July 11, 2022
Since 2016, Face It TOGETHER has gathered information about members, including the impact of coaching on relationships with family, significant others and peers through the collection of output- and outcome-related data. This analysis includes 245 members with addiction coached from Jan. 1, 2021 to May 4, 2022 who completed at least one session and at least one follow-up outcomes-based assessment. At intake, most of those members (89%) expressed concerns related to their relationships.
There was a near even distribution of genders among coaching members (women: 49%, men: 44%). Members were the following ages: <25: 7%; 25-30: 13%; 31-40: 29%; 41-50: 22%; >50: 21%. Almost half of members included in this analysis (44.1%) reported being married or in a committed relationships when they first started coaching. Most (70%) reported having a confidante they trusted – most often a significant other.
Face It TOGETHER doesn’t focus on sobriety, which is the typical measurement for addiction wellness. Instead, we consider our members’ social, personal and cultural capital using our Recovery Capital Index (RCI) and the risk factors that may impede wellness through our Risk Assessment (RA). Family, significant others and peer relationships are a few of the many areas that becomes the focus of peer coaching sessions.
Of the 245 individuals part of this analysis, most (76%) scored below 75 out of 100 possible points at their intake for family support-related metrics. After at least 30 days of peer coaching, more than half (52%) improved scores in metrics related to family support. These family support metrics, collected at baseline and every 30 days of engagement, focus on impacts to open communication, emotional support, impact on positive decisions, attempts to help and decision-making help.

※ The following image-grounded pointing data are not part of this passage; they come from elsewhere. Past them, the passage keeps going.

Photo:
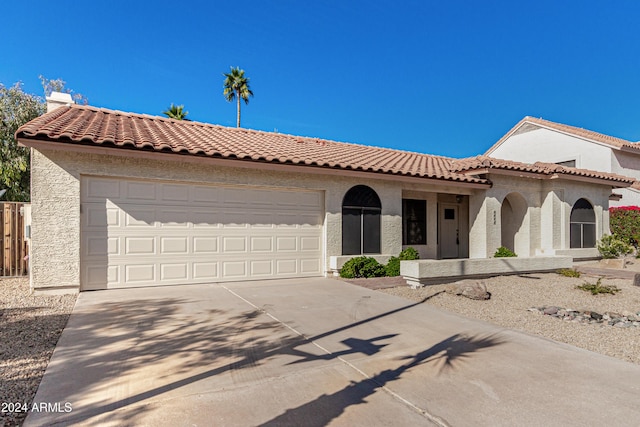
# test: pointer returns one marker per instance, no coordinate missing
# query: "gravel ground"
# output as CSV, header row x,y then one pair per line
x,y
31,325
511,296
29,330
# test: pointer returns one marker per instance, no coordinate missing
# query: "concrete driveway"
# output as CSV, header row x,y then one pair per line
x,y
315,352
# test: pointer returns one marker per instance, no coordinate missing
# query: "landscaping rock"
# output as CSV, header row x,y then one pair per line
x,y
625,320
472,289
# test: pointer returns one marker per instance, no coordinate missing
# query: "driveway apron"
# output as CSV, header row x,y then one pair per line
x,y
315,352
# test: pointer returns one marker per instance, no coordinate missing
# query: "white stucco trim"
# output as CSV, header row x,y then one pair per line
x,y
247,164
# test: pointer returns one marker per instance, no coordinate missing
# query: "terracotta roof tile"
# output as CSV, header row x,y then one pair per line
x,y
486,162
87,125
611,141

Mikaela, from Wisconsin, participated in virtual peer coaching with one of our coaches, Kattie, who is based in Sioux Falls, SD.
“I’ve always been a very closed off person. Kattie has taught me not to do that. She’ll say, ‘No one is going to benefit from you being in this position.’ It’s been a huge eye opener. Every relationship – from my parents to my customers – was a lie. I had to start over. Now, I feel like I can actually be me. I don’t have to lie or cover up who I am.”
Of the 245 members, most (77%) scored below a score of 75 out of 100 possible points at their intake for significant other support-related metrics. After at least 30 days of peer coaching, more than half (48%) improved scores in metrics related to significant other support. These significant other support metrics, collected at baseline and every 30 days of engagement, focus on open communication, being a source of comfort and decreasing stress.
Additionally, 89% scored below a score of 75 out of 100 possible points at their intake for social support-related metrics. After at least 30 days of peer coaching, almost half (52%) improved scores in metrics related to social support. These social support metrics, collected at baseline and every 30 days of engagement, focus on satisfaction, dependability and open communication.
Individuals who participate in peer coaching at Face It TOGETHER are more likely than not to have concerns related to their relationships with others – their families, significant others and peers. Isolation, while struggling with alcohol and other drugs, is a common risk factor. Repairing and/or developing relationships takes time and significant work. As evidenced by our data, about half of members make positive changes in these areas throughout their coaching engagement.
This knowledge discovery process provides valuable information for Face It TOGETHER. We use insights like those highlighted here to continually improve our peer coaching program, including the identification of training needs for coaches and additional programming for members. Our goal is to set members up for success in their wellness in whatever ways are most important to them.